AdaSem: Adaptive Goal-Oriented Semantic Communications for End-to-End Camera Relocalization
Qi Liao, Tze-Yang Tung
TL;DR
AdaSem tackles end-to-end latency in remote camera relocalization by introducing a channel-aware variational information bottleneck and a lightweight, adaptive semantic codec. The system jointly optimizes encoder/decoder modules and an adaptation policy to dynamically adjust the symbol budget based on channel feedback, achieving low latency without sacrificing accuracy. Experimental results against a real-world Android-edge baseline show substantial gains: end-to-end latency reductions of about 75% and pose-error reductions around 64–87%, with robust performance across varying channel conditions. This work demonstrates the practicality of adaptive semantic communications for latency-sensitive edge-enabled vision tasks like camera relocalization.
Abstract
Recently, deep autoencoders have gained traction as a powerful method for implementing goal-oriented semantic communications systems.
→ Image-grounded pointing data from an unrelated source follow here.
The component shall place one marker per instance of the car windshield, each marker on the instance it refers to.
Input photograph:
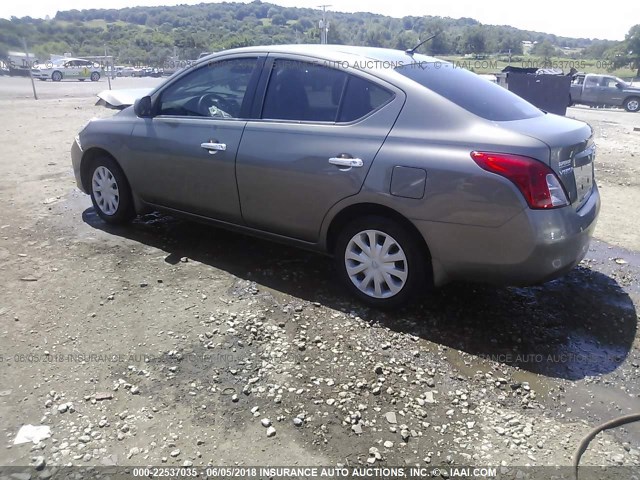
(469, 91)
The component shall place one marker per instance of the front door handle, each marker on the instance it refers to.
(214, 147)
(346, 162)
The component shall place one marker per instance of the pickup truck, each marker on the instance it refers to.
(604, 91)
The idea is to train a mapping from the source domain directly to channel symbols, and vice versa. However, prior studies often focused on rate-distortion tradeoff and transmission delay, at the cost of increasing end-to-end complexity and thus latency. Moreover, the datasets used are often not reflective of real-world environments, and the results were not validated against real-world baseline systems, leading to an unfair comparison. In this paper, we study the problem of remote camera pose estimation and propose AdaSem, an adaptive semantic communications approach that optimizes the tradeoff between inference accuracy and end-to-end latency. We develop an adaptive semantic codec model, which encodes the source data into a dynamic number of symbols, based on the latent space distribution and the channel state feedback. We utilize a lightweight model for both transmitter and receiver to ensure comparable complexity to the baseline implemented in a real-world system. Extensive experiments on real-environment data show the effectiveness of our approach. When compared to a real implementation of a client-server camera relocalization service, AdaSem outperforms the baseline by reducing the end-to-end delay and estimation error by over 75% and 63%, respectively.